Our tickets were for the World Audience Award for dramatic film. When the program director who introduced the film got up, she said that this was the first time she had ever seen an audience give a film a standing ovation. Between that and the fuss made about the outstanding music, I knew to be on my guard.
Sure enough, at the end of this sweet but not outstanding film, two of the folks in the row in front of us jumped to their feet during the applause. The Pirate leaned over and said "This is worse than San Francisco," referring to the tendency of San Francisco audiences to give a standing ovation to anything with a spotlight, including a drug deal on a well-lit streetcorner.

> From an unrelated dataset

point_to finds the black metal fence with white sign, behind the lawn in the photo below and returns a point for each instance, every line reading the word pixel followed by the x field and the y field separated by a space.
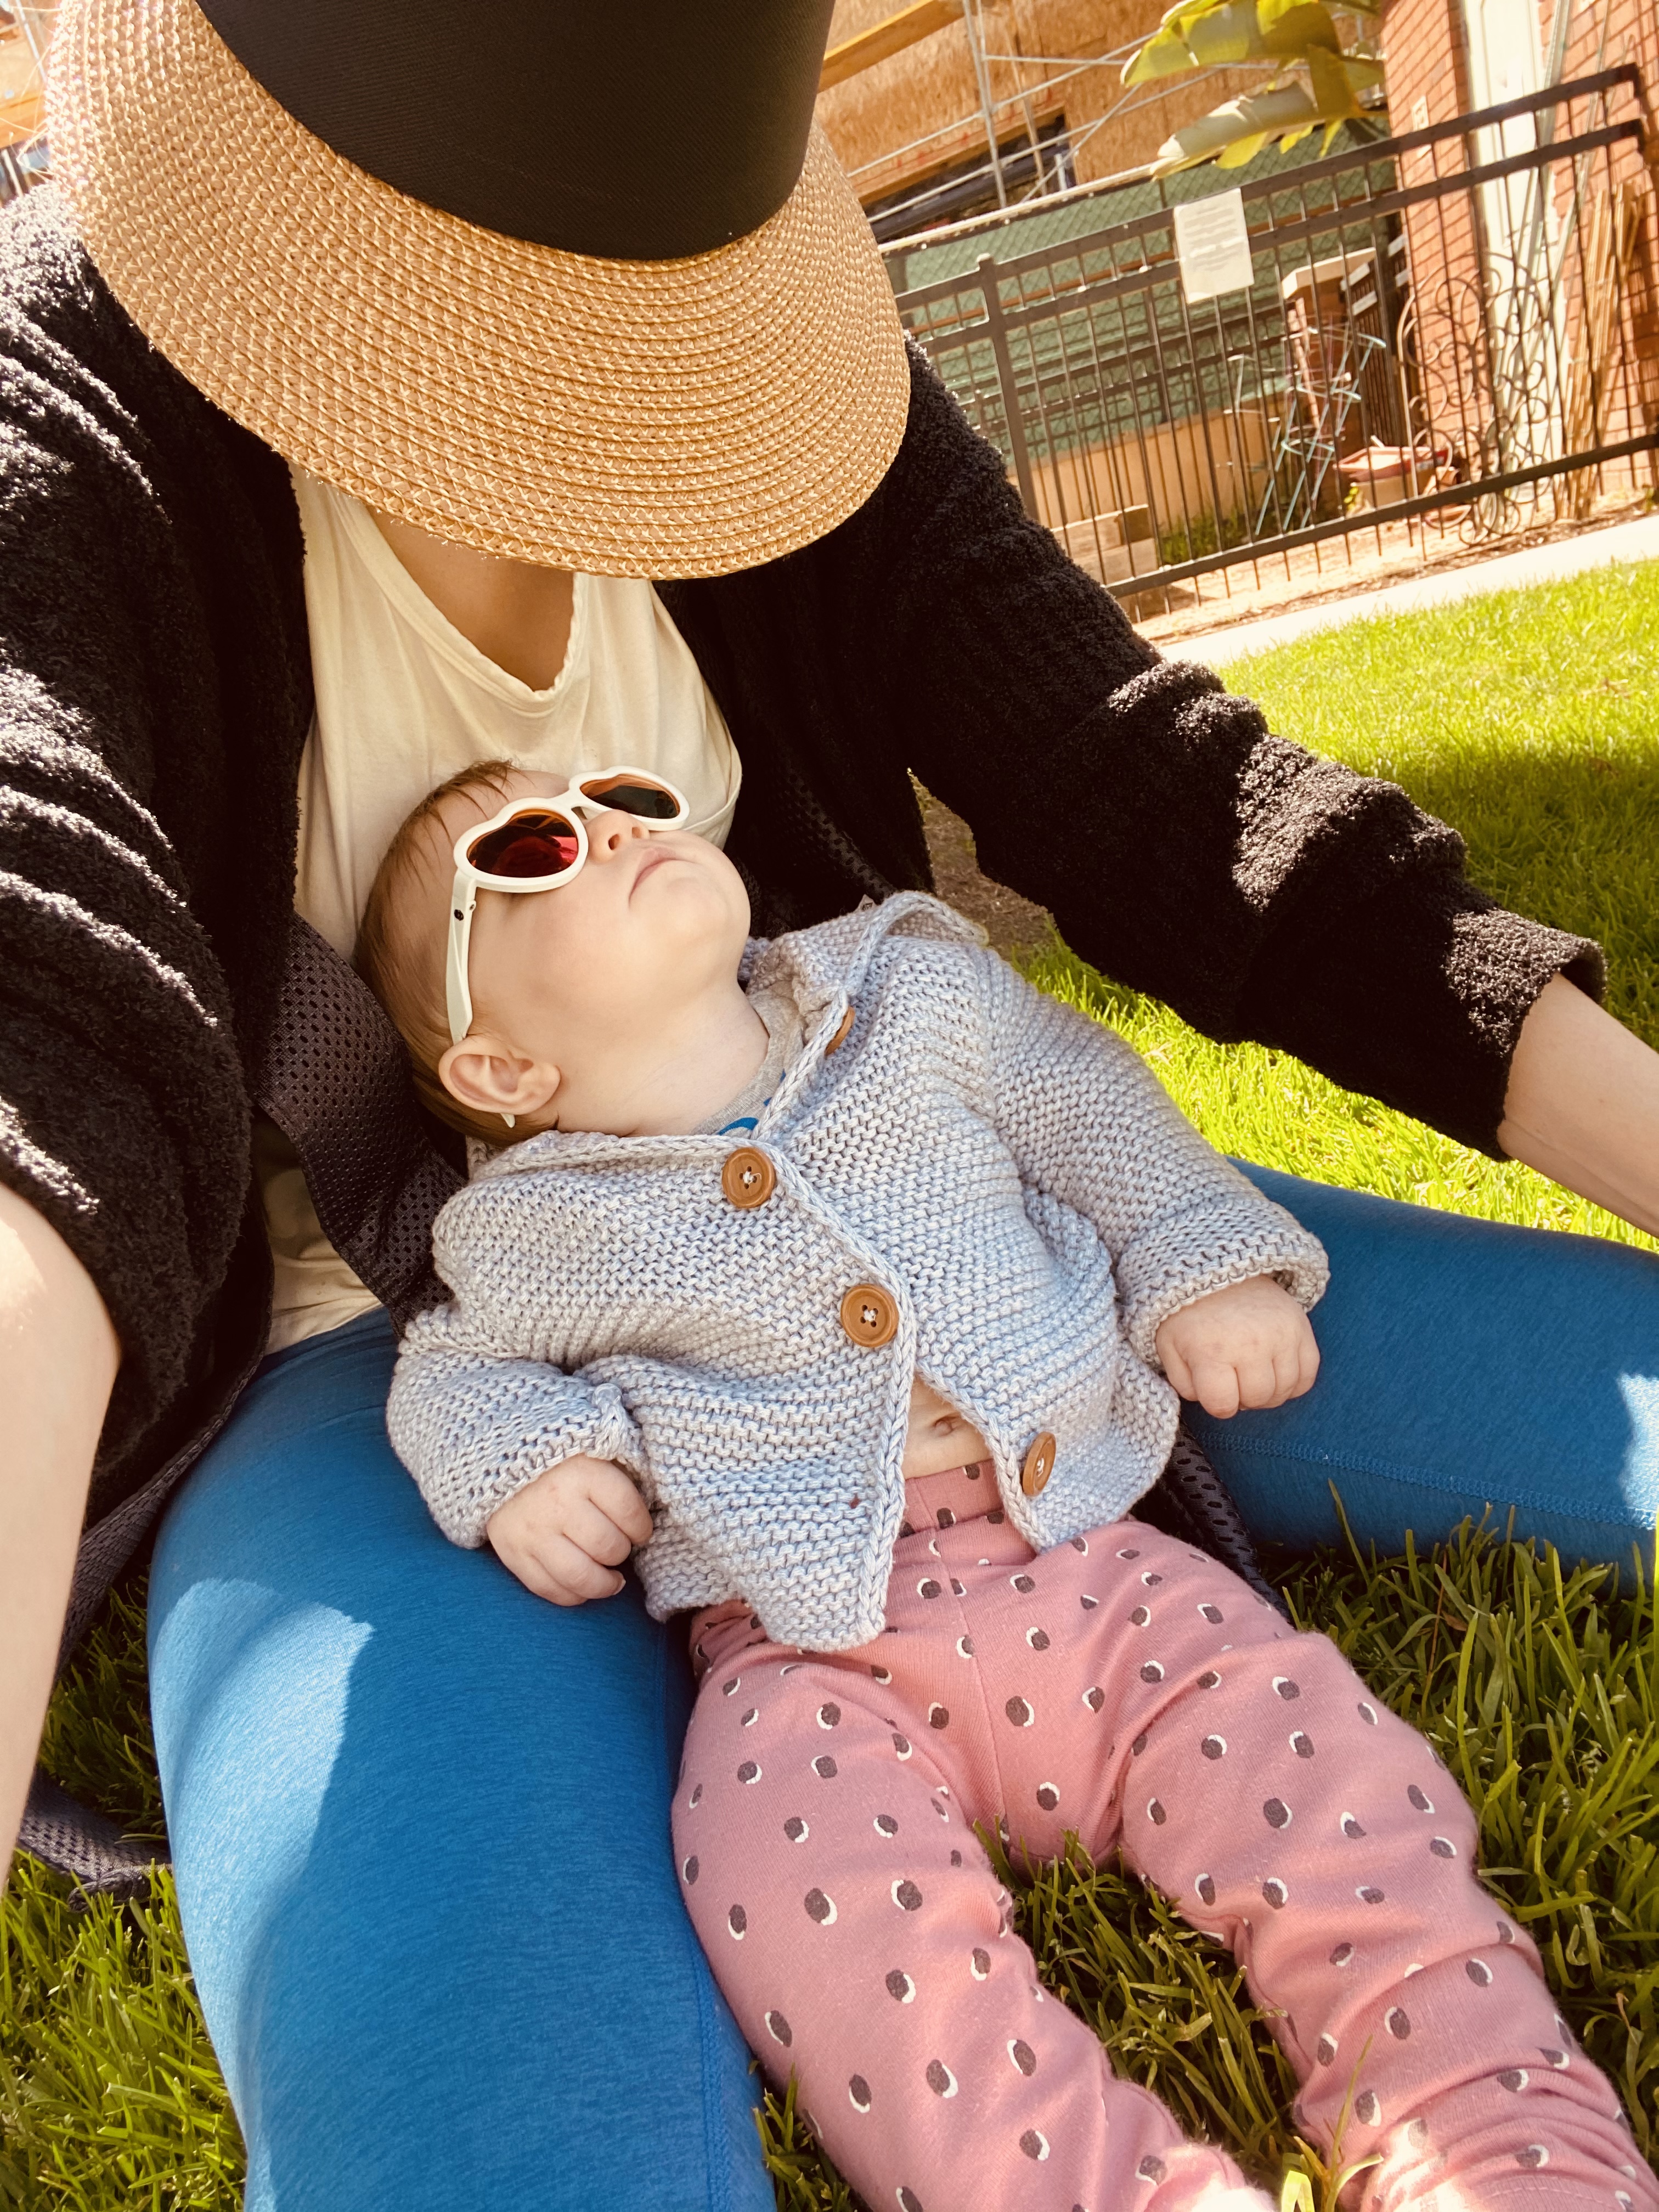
pixel 1450 328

Besides the non-love story (with which I was perfectly okay), the music wasn't really my thing. It was the same kind of whiny-boy music that just makes me want to scream. It would have been okay if there had been a lot of varied sound, but they played the same single song over and over. It was during that song that I realized that two days ago, as the Pirate and I were walking from one film to another, we walked by two street musicians. At the time, I was surprised at what a huge crowd two unremarkable street performers had gathered. Now I realize that it was them, staging a performance for...I don't know what. I thought the song sounded sweet, but it wasn't enough to make me want to stop and listen. And that kind of sums up how I felt about the movie, too.
The Pirate says: Predictable, whiny music, otherwise unremarkable. It wasn't some fantastic thing, but it wasn't really horrible.